話は変わるが、私がソーシャルメディアを利用しはじめたのも、社会人になってからである。
現在は、このnoteやInstagramをはじめ、個人アカウントや仕事の案件などで様々な種類を使用しているが、学生時代、周りが一喜一憂していたmixi、ameblo、twitterなどには一切手をつけてこなかった。理由は「はかはか、ざわざわしてしまうから」である。

SNSは、人の雑踏だ。トイレや布団の中といったプライベートな場所にいても、噂や悩み、雑念が目に耳に飛び込んでくる。街の雑踏では、人目という分別が働いて現れにくいものも、オンラインの雑踏は容赦がない場合も多い。10代で多感な当時の自分には強すぎた。

新卒で入社した会社で、ウェブ系制作会社の方々との仕事が、SNSしない派だった私の新しい扉を開いてくれた。
ホームページの更新や投稿記事の作成、ウェブでのコンテンツ企画などを仕事として経験するうちに、ウェブやSNSには、それらを構成している仕組みや仕掛けがあること、受け手を楽しませるための発信や、使い道の面白さを知った。

オンラインの雑踏に守るべきルールはあれど、悩みを吐露し、コメントを書いたり書かれたりしながら前向きになりたい人もいれば、24時間実況中継のように呟きたい人もいて、その使い道は人の数だけある。だから、「そういう使い道をする人がいる」くらいにフラットに受け止めたい。

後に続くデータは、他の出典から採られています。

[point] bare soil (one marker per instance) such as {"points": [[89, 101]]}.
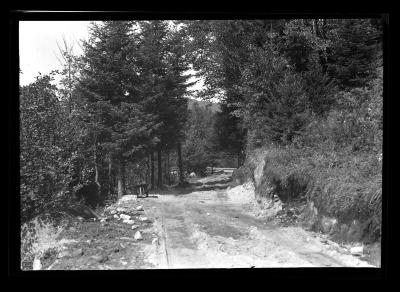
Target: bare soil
{"points": [[200, 228]]}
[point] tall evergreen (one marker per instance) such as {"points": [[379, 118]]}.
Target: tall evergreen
{"points": [[118, 123]]}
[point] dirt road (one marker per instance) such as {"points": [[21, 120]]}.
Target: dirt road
{"points": [[215, 228]]}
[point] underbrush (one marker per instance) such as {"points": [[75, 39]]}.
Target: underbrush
{"points": [[341, 184], [39, 240]]}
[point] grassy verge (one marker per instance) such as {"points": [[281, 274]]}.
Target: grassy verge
{"points": [[342, 185]]}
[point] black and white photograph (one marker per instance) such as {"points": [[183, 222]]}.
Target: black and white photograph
{"points": [[173, 143]]}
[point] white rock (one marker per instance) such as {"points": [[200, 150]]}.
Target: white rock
{"points": [[128, 198], [125, 217], [36, 264], [356, 250], [138, 235]]}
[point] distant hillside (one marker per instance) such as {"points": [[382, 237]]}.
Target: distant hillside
{"points": [[214, 106]]}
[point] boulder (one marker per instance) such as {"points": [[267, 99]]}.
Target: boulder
{"points": [[357, 250], [124, 216], [90, 194], [138, 235], [36, 264], [129, 221]]}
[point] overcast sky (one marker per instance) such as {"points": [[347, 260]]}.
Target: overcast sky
{"points": [[38, 45]]}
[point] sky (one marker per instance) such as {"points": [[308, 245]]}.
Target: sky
{"points": [[38, 49]]}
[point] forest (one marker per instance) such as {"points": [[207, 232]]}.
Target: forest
{"points": [[121, 114]]}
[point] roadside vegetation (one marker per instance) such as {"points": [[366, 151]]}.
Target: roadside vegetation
{"points": [[303, 96]]}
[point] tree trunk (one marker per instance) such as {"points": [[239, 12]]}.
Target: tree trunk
{"points": [[167, 169], [179, 152], [152, 169], [96, 171], [159, 168], [121, 179], [148, 168]]}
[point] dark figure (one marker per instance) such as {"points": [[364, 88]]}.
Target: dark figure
{"points": [[90, 194], [142, 190]]}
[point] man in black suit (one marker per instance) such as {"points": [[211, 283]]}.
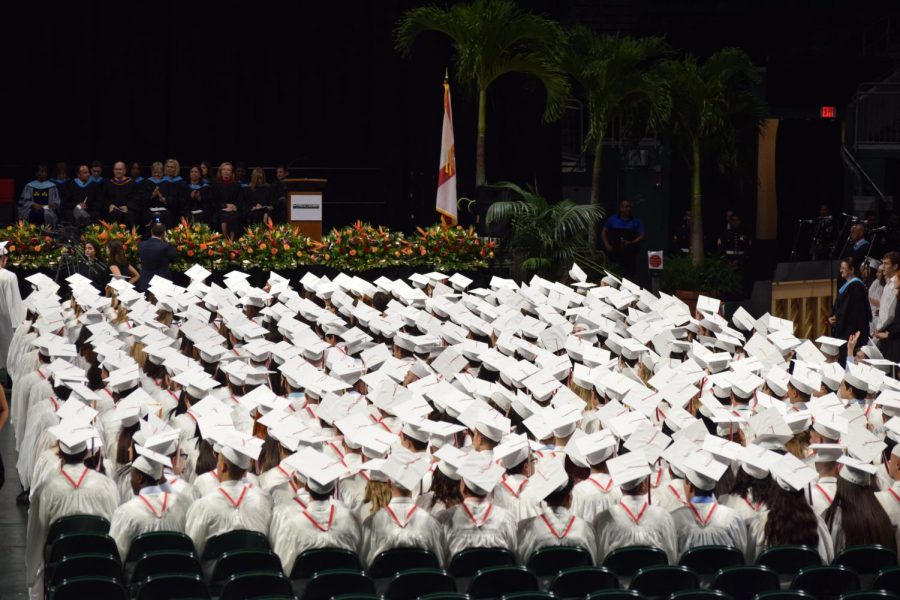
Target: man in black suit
{"points": [[156, 254]]}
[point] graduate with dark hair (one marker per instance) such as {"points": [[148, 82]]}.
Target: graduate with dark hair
{"points": [[39, 203], [851, 312], [120, 197]]}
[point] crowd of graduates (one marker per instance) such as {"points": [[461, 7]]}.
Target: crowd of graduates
{"points": [[431, 414]]}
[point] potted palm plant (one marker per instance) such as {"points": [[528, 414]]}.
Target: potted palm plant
{"points": [[546, 238], [622, 82], [710, 101], [493, 38]]}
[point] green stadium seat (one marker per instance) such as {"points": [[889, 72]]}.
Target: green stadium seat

今も〈ざわざわ〉 や 〈はかはか〉はあるけれど、流行や今の温度が感じられ、素晴らしい活動や出来事に携わる人を知れるきっかけにもなるし、どうしたらこんなことが思いつくのだろう!?と感心してしまう伝え方や見せ方もある。そういう旨味を楽しく取り入れていきたいし、発信するからには、自分が見聞きし、体感してよかったものやことを伝えたい。

そんなこんなで、SNSが好きである。
家にいるときは仕事の一区切りに、出先のときは移動中やカフェで、その時々のスケジュールや時間によって内容やタイミングはまちまちだが、毎日の楽しみとして摂りたい。

さて。カフェインレスを控えて数日。
久しぶりのコーヒーは、香りも旨味も強かった。強い旨味は強い刺激にもなる。はかはかしてしまう時はそっと、おさえたり、離れたりし、調整して適量を楽しみたい。

コーヒーを飲みがてらInstagramを開くと、友人の夏の思い出、著名人の功績、可愛いものがひしめいていた。
〈ハートのマークをタップし、良いね!を表す〉仕掛けを利用してもしなくとも、今はちょうど良い刺激が胸に届いている。